Arshad Khan

Personal information
- Full name: Mohd Arshad Khan
- Born: 20 December 1997 (age 28) Gopalganj, Madhya Pradesh, India
- Batting: Left-handed
- Bowling: Left-arm medium
- Role: All-rounder

Domestic team information
- 2020/21–present: Madhya Pradesh
- 2023: Mumbai Indians
- 2024: Lucknow Super Giants
- 2025–present: Gujarat Titans

Career statistics
| Competition | LA | T20 |
| Matches | 8 | 19 |
| Runs scored | 45 | 160 |
| Batting average | 11.25 | 22.85 |
| 100s/50s | 0/0 | 0/1 |
| Top score | 20 | 58* |
| Balls bowled | 303 | 242 |
| Wickets | 11 | 15 |
| Bowling average | 24.45 | 28.33 |
| 5 wickets in innings | 0 | 0 |
| 10 wickets in match | – | – |
| Best bowling | 3/9 | 3/5 |
| Catches/stumpings | 3/– | 6/– |
- Source: ESPNcricinfo, 9 April 2025

= Arshad Khan (Indian cricketer) =

Indian cricketer (born 1997)

Arshad Khan (born 20 December 1997) is an Indian cricketer who plays for Madhya Pradesh in domestic cricket and currently for Gujarat Titans in the Indian Premier League. He made his List A debut on 24 February 2021, for Madhya Pradesh in the 2020–21 Vijay Hazare Trophy. He made his T20 debut for Mumbai Indians in 2023 Indian Premier League, against Royal Challengers Bangalore on 2 April 2023.

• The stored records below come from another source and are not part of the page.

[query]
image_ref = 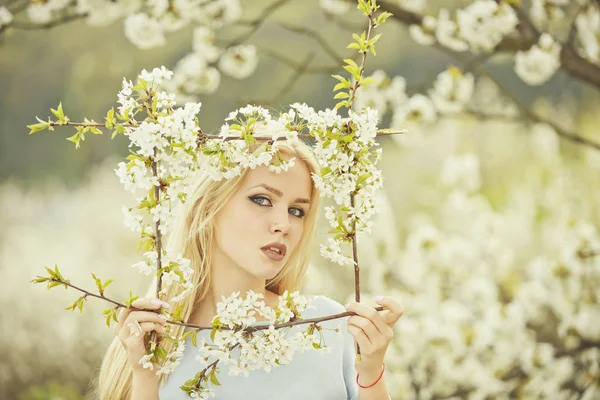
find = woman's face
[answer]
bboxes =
[213,160,312,284]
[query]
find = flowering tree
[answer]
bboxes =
[0,0,600,398]
[28,0,408,398]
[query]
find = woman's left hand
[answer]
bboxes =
[346,297,404,373]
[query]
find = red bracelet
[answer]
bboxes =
[356,363,385,389]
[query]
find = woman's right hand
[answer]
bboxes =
[115,297,169,372]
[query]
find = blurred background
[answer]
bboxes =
[0,0,600,400]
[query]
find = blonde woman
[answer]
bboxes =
[97,138,402,400]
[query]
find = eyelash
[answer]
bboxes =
[249,196,306,218]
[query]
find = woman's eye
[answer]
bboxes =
[250,196,271,206]
[290,207,304,218]
[250,196,306,218]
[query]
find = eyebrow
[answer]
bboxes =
[250,183,310,204]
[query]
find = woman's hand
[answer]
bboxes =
[346,297,404,375]
[115,297,169,372]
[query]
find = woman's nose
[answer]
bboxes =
[271,209,291,235]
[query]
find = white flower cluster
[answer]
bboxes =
[183,291,331,398]
[429,67,475,114]
[575,3,600,63]
[409,0,518,53]
[353,67,480,132]
[515,33,561,86]
[292,104,383,265]
[202,105,298,181]
[529,0,569,30]
[319,0,427,15]
[384,142,600,399]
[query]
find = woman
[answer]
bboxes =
[98,136,402,400]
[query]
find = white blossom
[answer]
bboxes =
[408,15,437,46]
[575,6,600,63]
[435,8,469,51]
[515,33,561,86]
[192,26,221,62]
[219,45,258,79]
[429,67,475,113]
[392,94,437,127]
[456,0,519,53]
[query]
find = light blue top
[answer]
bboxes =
[159,296,358,400]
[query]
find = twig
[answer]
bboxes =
[43,121,408,141]
[379,0,600,89]
[44,278,383,332]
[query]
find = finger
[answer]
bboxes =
[140,322,165,335]
[348,315,383,346]
[348,324,373,351]
[346,302,389,336]
[124,311,166,325]
[115,297,169,333]
[375,296,404,326]
[131,297,169,310]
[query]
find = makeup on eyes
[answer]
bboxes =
[248,195,306,218]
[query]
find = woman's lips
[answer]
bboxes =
[261,249,283,261]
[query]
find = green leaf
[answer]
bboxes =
[375,11,393,26]
[344,58,358,69]
[27,117,50,135]
[104,107,116,129]
[333,81,352,92]
[50,102,65,119]
[46,281,62,289]
[369,33,381,46]
[92,273,102,295]
[360,76,375,87]
[29,275,50,283]
[344,65,359,78]
[89,126,102,135]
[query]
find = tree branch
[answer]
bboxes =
[379,1,600,89]
[42,278,383,332]
[278,23,344,66]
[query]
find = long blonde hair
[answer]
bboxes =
[95,138,320,400]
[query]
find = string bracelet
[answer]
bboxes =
[356,363,385,389]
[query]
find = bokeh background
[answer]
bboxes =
[0,0,600,400]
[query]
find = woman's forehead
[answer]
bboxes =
[244,162,312,198]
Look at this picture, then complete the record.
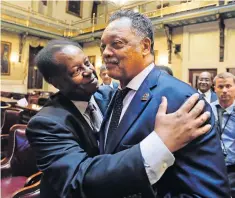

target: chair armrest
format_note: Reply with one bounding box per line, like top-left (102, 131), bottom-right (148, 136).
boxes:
top-left (12, 181), bottom-right (40, 198)
top-left (1, 134), bottom-right (9, 149)
top-left (24, 171), bottom-right (42, 187)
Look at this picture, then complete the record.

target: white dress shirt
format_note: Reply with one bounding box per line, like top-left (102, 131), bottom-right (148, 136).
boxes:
top-left (105, 63), bottom-right (175, 184)
top-left (198, 89), bottom-right (211, 104)
top-left (72, 96), bottom-right (103, 129)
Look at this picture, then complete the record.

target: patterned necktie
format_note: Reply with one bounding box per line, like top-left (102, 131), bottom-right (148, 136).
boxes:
top-left (84, 102), bottom-right (102, 132)
top-left (106, 88), bottom-right (130, 145)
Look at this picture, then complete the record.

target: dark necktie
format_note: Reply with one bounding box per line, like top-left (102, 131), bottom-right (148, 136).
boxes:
top-left (217, 106), bottom-right (225, 129)
top-left (84, 102), bottom-right (102, 132)
top-left (106, 88), bottom-right (130, 145)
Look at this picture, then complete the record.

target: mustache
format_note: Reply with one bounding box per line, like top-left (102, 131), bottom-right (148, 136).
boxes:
top-left (104, 57), bottom-right (119, 64)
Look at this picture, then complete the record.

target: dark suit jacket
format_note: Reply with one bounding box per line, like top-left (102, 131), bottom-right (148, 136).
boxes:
top-left (112, 81), bottom-right (119, 90)
top-left (100, 68), bottom-right (229, 198)
top-left (210, 91), bottom-right (218, 103)
top-left (26, 90), bottom-right (150, 198)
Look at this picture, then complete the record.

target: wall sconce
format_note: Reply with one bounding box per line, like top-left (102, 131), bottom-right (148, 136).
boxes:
top-left (10, 52), bottom-right (19, 65)
top-left (158, 55), bottom-right (168, 66)
top-left (174, 44), bottom-right (181, 54)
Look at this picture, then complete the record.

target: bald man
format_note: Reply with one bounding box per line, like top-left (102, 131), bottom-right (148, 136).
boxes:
top-left (197, 71), bottom-right (217, 103)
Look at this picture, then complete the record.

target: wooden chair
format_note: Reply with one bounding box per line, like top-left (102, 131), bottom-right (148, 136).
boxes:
top-left (1, 125), bottom-right (42, 198)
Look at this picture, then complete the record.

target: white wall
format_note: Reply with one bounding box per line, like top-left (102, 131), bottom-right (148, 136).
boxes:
top-left (182, 19), bottom-right (235, 82)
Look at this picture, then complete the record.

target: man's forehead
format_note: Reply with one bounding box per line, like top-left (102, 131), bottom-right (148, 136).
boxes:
top-left (102, 17), bottom-right (131, 38)
top-left (61, 45), bottom-right (83, 55)
top-left (199, 72), bottom-right (211, 78)
top-left (216, 78), bottom-right (235, 84)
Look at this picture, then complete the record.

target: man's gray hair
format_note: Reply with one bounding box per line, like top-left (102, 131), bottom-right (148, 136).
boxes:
top-left (213, 72), bottom-right (235, 85)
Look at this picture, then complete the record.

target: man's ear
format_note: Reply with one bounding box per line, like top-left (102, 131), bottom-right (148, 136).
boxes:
top-left (141, 37), bottom-right (151, 56)
top-left (48, 76), bottom-right (61, 90)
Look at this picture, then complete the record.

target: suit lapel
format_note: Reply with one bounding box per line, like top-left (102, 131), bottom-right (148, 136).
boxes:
top-left (99, 90), bottom-right (117, 154)
top-left (105, 68), bottom-right (160, 153)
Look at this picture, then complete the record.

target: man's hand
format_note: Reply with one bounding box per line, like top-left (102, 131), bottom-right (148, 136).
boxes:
top-left (154, 93), bottom-right (211, 152)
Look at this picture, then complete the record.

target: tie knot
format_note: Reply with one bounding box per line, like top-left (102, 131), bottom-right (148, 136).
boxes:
top-left (117, 87), bottom-right (130, 100)
top-left (85, 102), bottom-right (96, 114)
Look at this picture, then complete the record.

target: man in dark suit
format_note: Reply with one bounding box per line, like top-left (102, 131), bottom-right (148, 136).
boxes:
top-left (26, 40), bottom-right (210, 198)
top-left (100, 65), bottom-right (119, 90)
top-left (99, 10), bottom-right (230, 198)
top-left (197, 71), bottom-right (217, 103)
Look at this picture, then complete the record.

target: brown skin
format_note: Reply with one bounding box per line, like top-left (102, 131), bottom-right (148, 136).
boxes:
top-left (100, 17), bottom-right (211, 152)
top-left (100, 70), bottom-right (112, 85)
top-left (197, 72), bottom-right (212, 93)
top-left (100, 17), bottom-right (154, 88)
top-left (215, 78), bottom-right (235, 108)
top-left (50, 45), bottom-right (98, 101)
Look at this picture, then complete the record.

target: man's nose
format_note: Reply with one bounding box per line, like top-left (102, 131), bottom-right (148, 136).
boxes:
top-left (82, 67), bottom-right (94, 77)
top-left (102, 46), bottom-right (113, 57)
top-left (222, 87), bottom-right (228, 93)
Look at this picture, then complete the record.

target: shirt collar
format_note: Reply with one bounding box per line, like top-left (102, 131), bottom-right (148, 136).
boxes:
top-left (214, 100), bottom-right (235, 114)
top-left (72, 100), bottom-right (88, 115)
top-left (101, 81), bottom-right (113, 89)
top-left (198, 89), bottom-right (211, 97)
top-left (124, 63), bottom-right (154, 91)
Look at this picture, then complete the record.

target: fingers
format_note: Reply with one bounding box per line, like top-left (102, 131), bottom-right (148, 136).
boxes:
top-left (195, 111), bottom-right (211, 127)
top-left (178, 93), bottom-right (199, 113)
top-left (157, 96), bottom-right (167, 115)
top-left (189, 100), bottom-right (205, 118)
top-left (191, 124), bottom-right (211, 140)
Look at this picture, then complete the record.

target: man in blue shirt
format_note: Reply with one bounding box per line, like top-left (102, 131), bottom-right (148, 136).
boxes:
top-left (211, 72), bottom-right (235, 197)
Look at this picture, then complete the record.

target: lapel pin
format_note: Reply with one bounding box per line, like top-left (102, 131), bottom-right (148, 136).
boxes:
top-left (141, 93), bottom-right (149, 101)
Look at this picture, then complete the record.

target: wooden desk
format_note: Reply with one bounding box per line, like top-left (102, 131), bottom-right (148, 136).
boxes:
top-left (15, 104), bottom-right (42, 112)
top-left (0, 96), bottom-right (17, 105)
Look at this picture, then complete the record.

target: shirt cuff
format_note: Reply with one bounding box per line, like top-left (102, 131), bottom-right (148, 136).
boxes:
top-left (140, 131), bottom-right (175, 185)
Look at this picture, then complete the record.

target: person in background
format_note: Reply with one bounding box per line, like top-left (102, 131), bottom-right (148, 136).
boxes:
top-left (197, 71), bottom-right (217, 103)
top-left (211, 72), bottom-right (235, 197)
top-left (157, 65), bottom-right (174, 76)
top-left (26, 40), bottom-right (210, 198)
top-left (99, 10), bottom-right (230, 198)
top-left (100, 65), bottom-right (119, 90)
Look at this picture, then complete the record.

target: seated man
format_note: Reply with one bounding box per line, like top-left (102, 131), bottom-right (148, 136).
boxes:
top-left (197, 71), bottom-right (217, 103)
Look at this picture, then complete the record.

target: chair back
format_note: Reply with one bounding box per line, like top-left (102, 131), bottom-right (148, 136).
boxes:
top-left (1, 124), bottom-right (38, 177)
top-left (1, 109), bottom-right (21, 134)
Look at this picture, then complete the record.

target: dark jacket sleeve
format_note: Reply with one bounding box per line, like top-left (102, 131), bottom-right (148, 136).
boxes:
top-left (26, 116), bottom-right (149, 198)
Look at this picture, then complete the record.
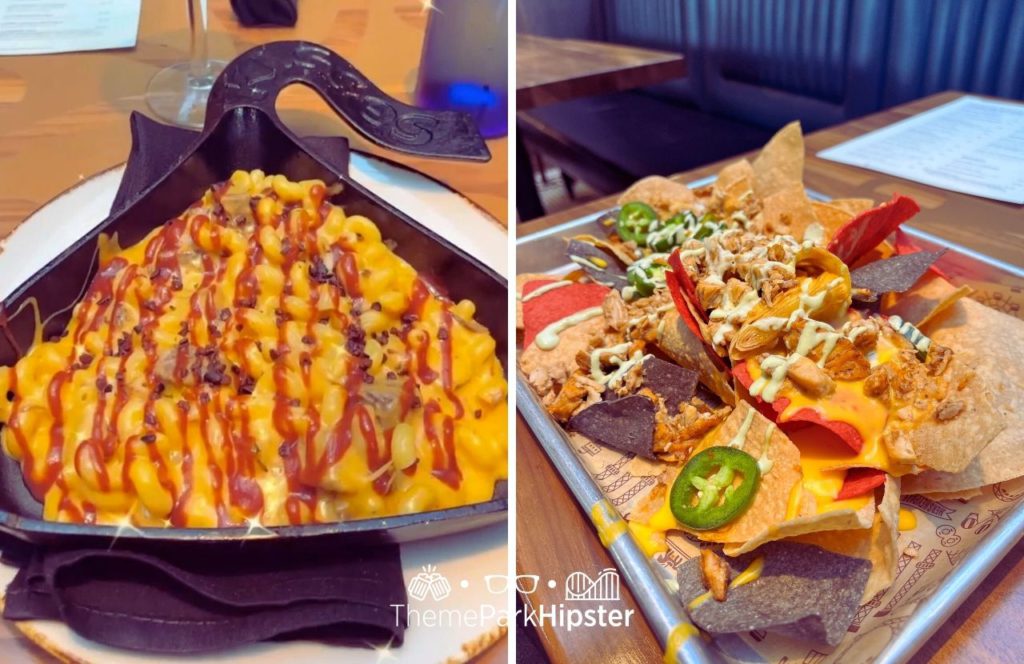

Khan was bought by the Lucknow Super Giants at the base price of 20 lakhs during the player auction for the 2024 Indian Premier League. On 13 May 2024 coming in to bat at number 9 against Delhi Capitals, Khan struck 58* off just 33 balls with 3 fours and 5 sixes along with posting figures of 1/45 nearly taking his side to a victory.